Sunday, August 26, 2012

Hawaii and sun protection

Every year we visit our dermatologist and  wonder if something will have to be cut off, frozen off, or sampled for cancer.  Even though we pour on high-SPF sunscreen every day, having fair skin in the tropical Hawaiian sun increases our risk of getting skin cancer.  This year, the Doctor told some things about sunscreen and skin cancer that we did not know.

The SPF (skin protection factor) number used for sunscreen is based on a “fractional calculation” of the amount of sunlight being blocked which is 1 divided by the SPF number. So, SPF 15  allows 1/ 15th of the sunlight through which means it blocks about 93% of the sunlight.  SPF 30 allows 1/30th of the sunlight through, which blocks 96% of the sunlight. We didn’t realize that doubling the SPF number only meant that 3% more of the sunlight was blocked. 

The SPF number on sunscreen is only related to blocking Ultra Violet B (UVB) rays which cause sunburns.  We use sunscreen and usually stay inside from 9AM-4PM in Hawaii when UVB is the strongest.  Though that protects us from sunburn,  it turns out that UVB is not the primary cause of skin cancer. 

Ultra Violet A (UVA) rays have been known to damage the skin, but it also responsible for giving you a great tan.  Only recently was it was discovered that UVA exposure is the primary cause of skin cancer.  This is a problem because UVA is the same strength all day, so doing our walks later in the afternoon is not providing us any protection from it.  We assumed that the thick vog (volcanic emissions) in Kona was filtering out all the UV rays, but UVA goes right through clouds and vog.  We are even exposed behind a glass window inside our house or car. Researchers believe that this is one of the reasons workers in offices with large windows have increased rates of skin cancer. Our Hawaii tans and freckles are from five years of UVA, even though we thought we were minimizing our sun exposure.
The  FDA has not approved a SPF-like rating for UVA, so using sunscreen does not necessarily provide any protection. There are some ingredients that are thought to help block UVA such as oxybenzone, titanium dioxide, and zinc oxide, however it is not known how much protection they really offer.

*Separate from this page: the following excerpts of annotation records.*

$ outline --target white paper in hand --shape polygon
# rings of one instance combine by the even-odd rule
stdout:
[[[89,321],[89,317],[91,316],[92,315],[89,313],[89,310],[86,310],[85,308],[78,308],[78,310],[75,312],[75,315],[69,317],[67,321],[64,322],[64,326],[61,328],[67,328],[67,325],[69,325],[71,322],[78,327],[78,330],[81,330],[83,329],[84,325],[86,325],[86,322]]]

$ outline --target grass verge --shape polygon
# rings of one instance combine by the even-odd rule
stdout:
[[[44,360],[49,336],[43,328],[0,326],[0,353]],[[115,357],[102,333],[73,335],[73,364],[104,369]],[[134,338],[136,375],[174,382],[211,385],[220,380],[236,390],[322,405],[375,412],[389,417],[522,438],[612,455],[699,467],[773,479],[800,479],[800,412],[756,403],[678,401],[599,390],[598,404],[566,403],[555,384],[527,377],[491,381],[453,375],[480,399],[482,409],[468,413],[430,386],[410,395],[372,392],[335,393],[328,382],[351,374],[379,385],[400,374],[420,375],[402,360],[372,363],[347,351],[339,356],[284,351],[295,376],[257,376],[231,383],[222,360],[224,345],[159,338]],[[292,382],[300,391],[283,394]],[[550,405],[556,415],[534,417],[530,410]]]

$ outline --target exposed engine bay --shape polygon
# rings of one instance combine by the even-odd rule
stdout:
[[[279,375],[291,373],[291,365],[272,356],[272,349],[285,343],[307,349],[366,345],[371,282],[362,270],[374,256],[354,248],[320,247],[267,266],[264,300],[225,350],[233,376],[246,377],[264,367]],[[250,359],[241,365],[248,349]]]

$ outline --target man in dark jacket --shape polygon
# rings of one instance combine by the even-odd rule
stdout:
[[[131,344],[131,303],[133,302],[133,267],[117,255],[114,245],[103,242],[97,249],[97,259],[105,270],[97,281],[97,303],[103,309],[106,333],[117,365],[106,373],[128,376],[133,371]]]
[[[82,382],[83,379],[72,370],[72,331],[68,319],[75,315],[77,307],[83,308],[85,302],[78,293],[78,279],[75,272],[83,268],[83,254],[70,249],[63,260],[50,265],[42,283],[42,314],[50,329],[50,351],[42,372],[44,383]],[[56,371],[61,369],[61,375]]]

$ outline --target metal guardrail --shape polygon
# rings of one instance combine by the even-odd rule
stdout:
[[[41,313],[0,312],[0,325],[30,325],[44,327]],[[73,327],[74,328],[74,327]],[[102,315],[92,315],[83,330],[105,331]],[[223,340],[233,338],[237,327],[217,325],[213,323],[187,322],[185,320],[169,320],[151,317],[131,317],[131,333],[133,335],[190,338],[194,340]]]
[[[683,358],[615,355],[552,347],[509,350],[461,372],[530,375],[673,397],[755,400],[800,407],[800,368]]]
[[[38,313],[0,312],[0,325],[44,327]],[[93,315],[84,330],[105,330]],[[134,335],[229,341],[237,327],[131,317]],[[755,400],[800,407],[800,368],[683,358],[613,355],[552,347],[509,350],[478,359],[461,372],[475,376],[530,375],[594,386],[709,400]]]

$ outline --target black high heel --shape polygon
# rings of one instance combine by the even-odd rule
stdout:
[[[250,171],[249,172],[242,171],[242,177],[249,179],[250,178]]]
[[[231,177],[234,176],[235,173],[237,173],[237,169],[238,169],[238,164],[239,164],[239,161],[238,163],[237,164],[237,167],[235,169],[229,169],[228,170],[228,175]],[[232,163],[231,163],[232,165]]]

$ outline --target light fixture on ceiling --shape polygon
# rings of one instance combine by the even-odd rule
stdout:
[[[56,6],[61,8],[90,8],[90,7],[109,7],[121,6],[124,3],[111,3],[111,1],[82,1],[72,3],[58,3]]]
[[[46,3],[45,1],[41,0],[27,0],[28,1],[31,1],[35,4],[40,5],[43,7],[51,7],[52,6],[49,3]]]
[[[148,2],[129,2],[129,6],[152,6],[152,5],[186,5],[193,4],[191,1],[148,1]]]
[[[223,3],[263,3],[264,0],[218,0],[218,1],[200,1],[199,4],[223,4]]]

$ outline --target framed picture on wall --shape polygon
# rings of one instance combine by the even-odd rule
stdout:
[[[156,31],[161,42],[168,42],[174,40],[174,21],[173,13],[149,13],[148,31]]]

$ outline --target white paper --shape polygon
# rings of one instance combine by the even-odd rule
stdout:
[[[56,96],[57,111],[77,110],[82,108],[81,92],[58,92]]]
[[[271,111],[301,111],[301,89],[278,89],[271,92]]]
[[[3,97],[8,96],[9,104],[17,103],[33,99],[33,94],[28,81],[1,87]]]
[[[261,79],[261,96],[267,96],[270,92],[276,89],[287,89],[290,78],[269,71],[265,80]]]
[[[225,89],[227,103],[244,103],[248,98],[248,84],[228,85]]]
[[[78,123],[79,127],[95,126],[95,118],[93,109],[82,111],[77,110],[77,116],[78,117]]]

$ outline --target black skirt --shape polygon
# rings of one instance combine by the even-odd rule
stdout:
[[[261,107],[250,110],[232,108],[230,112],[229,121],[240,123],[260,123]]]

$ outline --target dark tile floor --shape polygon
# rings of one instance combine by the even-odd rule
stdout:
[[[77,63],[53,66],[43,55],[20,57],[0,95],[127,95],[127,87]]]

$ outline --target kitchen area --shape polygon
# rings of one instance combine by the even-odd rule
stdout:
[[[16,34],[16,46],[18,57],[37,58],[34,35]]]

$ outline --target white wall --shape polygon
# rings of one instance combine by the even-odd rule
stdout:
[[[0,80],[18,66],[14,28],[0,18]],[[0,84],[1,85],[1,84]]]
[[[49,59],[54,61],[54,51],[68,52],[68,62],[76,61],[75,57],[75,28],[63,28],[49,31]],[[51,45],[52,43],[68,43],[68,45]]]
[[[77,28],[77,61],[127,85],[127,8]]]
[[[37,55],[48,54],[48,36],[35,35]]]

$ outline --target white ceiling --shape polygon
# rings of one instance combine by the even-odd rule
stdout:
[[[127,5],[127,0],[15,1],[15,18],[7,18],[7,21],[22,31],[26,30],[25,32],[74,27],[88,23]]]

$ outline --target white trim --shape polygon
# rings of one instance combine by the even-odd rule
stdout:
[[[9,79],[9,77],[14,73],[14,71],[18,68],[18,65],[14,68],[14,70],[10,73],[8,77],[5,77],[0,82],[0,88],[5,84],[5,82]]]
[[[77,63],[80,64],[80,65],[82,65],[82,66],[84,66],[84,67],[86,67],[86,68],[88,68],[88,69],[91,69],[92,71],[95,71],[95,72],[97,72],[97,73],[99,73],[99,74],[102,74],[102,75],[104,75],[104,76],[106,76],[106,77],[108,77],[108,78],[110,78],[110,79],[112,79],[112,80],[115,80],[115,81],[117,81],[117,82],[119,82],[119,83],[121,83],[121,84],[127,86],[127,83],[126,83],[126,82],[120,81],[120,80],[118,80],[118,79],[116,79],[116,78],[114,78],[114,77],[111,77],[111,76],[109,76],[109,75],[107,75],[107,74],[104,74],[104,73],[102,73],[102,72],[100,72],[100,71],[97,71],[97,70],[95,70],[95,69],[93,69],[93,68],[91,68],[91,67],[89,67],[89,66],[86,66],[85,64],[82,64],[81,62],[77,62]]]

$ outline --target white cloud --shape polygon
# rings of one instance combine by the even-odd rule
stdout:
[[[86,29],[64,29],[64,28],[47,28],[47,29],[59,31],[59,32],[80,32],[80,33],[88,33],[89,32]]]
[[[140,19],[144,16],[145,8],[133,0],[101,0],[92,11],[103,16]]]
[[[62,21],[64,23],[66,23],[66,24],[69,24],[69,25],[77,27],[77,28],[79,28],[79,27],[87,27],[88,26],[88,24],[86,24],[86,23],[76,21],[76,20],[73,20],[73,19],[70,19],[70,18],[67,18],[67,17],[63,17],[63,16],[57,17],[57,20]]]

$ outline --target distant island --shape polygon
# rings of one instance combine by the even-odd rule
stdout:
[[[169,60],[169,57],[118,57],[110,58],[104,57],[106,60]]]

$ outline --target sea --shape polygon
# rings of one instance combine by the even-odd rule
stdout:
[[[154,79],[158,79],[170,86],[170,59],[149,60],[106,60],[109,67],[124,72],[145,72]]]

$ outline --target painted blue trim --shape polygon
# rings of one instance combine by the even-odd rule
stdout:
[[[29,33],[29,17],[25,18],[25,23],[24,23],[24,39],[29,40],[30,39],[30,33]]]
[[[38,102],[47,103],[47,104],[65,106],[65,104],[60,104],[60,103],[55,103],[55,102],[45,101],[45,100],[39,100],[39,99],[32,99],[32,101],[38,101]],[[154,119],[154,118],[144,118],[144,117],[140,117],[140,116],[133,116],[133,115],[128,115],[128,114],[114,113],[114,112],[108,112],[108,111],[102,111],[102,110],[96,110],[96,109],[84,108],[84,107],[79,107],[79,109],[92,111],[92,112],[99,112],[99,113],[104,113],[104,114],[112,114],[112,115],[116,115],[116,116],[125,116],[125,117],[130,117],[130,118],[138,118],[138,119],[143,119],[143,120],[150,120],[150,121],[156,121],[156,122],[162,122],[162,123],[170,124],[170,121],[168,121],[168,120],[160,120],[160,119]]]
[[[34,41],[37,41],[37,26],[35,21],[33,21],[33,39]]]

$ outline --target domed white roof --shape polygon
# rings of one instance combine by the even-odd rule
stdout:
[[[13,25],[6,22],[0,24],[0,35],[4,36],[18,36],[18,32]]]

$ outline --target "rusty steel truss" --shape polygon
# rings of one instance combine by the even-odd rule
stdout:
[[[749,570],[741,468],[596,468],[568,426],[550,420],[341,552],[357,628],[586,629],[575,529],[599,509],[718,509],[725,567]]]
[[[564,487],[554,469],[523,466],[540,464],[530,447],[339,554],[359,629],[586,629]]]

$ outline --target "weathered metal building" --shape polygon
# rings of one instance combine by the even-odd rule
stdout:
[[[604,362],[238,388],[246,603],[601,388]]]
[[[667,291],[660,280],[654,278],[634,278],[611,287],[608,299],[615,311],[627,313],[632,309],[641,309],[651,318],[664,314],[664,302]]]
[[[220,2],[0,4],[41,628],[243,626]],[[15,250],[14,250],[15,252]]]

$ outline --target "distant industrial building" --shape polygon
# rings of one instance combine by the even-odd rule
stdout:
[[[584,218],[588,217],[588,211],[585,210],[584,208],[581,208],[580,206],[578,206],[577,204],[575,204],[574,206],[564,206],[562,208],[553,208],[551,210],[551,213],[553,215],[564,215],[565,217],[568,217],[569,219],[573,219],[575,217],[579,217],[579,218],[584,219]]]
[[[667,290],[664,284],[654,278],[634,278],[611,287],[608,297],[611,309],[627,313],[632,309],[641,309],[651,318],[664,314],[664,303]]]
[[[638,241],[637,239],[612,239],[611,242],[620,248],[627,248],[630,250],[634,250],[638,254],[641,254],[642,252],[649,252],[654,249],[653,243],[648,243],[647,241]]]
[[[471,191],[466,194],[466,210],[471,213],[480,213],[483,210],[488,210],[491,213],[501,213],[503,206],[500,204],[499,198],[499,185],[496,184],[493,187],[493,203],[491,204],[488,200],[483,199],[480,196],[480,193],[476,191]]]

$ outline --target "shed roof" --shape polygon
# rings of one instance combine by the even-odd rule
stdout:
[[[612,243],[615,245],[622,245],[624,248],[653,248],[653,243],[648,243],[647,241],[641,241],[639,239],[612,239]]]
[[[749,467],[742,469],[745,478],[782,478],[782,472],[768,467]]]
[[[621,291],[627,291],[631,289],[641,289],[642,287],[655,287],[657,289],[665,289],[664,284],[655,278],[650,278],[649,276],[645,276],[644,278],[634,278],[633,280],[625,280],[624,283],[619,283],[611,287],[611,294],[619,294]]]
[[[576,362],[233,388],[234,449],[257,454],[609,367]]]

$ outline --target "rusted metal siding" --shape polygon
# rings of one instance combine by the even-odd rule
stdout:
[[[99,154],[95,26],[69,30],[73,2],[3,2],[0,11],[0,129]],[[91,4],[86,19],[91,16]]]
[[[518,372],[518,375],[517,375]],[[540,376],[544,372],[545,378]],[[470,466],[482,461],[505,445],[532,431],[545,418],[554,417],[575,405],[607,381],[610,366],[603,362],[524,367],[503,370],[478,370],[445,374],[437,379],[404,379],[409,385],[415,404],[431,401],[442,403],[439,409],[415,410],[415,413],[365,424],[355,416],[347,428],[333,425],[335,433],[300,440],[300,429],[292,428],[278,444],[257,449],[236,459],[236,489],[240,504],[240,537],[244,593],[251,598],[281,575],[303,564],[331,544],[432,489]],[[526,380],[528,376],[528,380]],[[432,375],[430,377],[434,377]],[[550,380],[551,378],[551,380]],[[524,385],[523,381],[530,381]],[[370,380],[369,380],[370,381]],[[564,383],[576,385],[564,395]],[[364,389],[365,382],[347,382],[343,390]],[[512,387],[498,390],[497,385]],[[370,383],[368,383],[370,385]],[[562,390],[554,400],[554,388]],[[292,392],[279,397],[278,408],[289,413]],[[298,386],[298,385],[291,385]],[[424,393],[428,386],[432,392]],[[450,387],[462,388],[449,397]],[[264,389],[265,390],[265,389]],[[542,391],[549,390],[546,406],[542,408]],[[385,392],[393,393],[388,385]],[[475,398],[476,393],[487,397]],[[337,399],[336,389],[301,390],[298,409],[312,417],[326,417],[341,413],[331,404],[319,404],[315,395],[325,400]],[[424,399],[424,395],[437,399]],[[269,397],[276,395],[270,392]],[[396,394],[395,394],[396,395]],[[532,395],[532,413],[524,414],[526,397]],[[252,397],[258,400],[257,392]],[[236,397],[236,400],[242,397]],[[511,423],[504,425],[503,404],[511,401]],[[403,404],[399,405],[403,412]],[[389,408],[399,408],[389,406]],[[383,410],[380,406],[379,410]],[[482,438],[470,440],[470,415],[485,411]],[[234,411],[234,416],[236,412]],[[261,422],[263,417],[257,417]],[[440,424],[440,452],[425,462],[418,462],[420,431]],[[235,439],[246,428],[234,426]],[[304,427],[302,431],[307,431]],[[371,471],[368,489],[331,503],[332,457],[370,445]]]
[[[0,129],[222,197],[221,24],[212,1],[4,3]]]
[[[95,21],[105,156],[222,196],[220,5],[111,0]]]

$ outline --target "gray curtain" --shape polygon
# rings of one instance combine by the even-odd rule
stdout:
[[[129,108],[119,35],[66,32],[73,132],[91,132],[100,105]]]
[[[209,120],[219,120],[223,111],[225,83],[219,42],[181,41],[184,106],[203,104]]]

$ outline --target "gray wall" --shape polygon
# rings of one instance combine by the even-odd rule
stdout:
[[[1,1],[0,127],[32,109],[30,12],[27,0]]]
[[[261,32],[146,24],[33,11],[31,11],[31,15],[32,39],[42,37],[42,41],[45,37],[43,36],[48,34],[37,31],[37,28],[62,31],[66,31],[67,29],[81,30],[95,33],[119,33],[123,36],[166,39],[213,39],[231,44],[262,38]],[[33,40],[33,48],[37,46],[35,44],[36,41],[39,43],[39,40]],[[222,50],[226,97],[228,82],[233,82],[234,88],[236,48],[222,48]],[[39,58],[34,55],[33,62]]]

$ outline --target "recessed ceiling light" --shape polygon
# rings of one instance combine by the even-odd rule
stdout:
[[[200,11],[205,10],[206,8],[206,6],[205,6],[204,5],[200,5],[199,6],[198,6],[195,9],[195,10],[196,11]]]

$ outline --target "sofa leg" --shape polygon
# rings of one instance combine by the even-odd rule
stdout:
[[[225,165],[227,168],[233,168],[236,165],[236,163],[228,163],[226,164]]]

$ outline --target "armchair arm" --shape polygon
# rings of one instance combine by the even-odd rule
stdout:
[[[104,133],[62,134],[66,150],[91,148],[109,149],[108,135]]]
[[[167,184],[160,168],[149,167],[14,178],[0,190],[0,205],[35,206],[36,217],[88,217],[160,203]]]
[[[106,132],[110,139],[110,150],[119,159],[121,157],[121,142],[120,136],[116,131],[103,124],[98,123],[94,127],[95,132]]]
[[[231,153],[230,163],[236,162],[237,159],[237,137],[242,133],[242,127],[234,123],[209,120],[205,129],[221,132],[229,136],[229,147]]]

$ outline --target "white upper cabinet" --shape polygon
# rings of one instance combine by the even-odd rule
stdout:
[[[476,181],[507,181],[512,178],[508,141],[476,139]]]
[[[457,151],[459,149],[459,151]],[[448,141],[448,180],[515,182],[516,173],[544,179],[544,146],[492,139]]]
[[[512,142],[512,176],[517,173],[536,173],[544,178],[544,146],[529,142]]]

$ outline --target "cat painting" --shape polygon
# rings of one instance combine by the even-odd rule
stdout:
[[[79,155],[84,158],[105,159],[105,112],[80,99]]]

We like spending time on the beach and soaking up the Hawaiian sunlight, so keeping track of how much time we are outside as well as wearing hats and covering up is our best protection. Meanwhile, we hope that more is learned about the risks and benefits of UVA.  


city said...

thanks for sharing.

Art Brown said...

Sun protection is nothing to take lightly. It's better safe than sorry. I also burn way too easily so I try to remember to put on sunblock before I go out. I know of some great dermatologists as well that give great suggestions.